Freedom House Questions Due Process in Case of Political Prisoner in Cameroon
The case of political prisoner Michel Thierry Atangana in Cameroon will reach a critical juncture tomorrow as the prosecution plans to rest its case with regards to new embezzlement charges against him. The hearing is an opportunity to withdraw the charges as opposed to handing the case over to the judges. Freedom House remains concerned that these new charges are being levied in violation of Cameroonian law; we urge for a critical review of the case and the withdrawal of the charges if they are impermissible under the procedural or legal codes.

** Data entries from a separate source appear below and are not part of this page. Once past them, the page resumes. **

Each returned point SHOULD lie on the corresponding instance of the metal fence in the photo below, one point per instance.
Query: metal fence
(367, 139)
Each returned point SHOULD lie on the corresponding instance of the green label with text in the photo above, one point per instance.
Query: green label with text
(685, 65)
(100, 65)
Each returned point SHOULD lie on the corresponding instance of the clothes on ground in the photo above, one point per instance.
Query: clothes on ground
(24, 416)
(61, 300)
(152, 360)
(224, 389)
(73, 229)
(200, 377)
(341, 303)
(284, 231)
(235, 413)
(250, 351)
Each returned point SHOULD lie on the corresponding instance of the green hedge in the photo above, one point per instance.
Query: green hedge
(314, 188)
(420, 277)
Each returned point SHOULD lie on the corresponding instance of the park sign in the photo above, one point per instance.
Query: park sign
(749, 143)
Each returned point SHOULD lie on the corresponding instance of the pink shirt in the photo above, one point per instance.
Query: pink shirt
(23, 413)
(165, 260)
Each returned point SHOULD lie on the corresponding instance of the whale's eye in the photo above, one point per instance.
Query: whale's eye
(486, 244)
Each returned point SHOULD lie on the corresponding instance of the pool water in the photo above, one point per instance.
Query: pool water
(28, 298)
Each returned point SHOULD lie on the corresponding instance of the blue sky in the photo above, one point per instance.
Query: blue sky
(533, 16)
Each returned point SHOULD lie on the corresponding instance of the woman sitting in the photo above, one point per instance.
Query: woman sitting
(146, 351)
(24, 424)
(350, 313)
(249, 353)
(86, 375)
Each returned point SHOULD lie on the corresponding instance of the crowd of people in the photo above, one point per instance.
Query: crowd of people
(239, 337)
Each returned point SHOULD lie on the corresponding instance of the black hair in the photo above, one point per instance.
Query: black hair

According to reports, Atangana's original embezzlement trial was conducted in an overnight session without the assistance of counsel and without the chance to respond to the charges. He has served almost his entire 15-year sentence as a result of a procedure that deviates from that proscribed under Cameroon law. Freedom House is also concerned that the latest charges of misappropriation of government funds against Mr. Atangana may be a continued reflection of political animosity toward his co-defendant, Titus Edzoa, former Secretary General of the Presidency. Moreover, since the case being pursued against Mr. Atangana appears to arise from the same operative facts as his previous conviction, there is a stronger likelihood that the act of filing new charges in Mr. Atangana’s case violates both Cameroonian law and international standards of jurisprudence regarding the double-jeopardy principle.
Cameroon is rated Not Free in Freedom in the World 2012. Cameroon’s courts have a long-standing reputation of being used as a tool of political retribution and score settling. The government of Cameroon must work to ensure that the rule of law is upheld and that it is the sole basis for engagement with and decisions made under the justice system.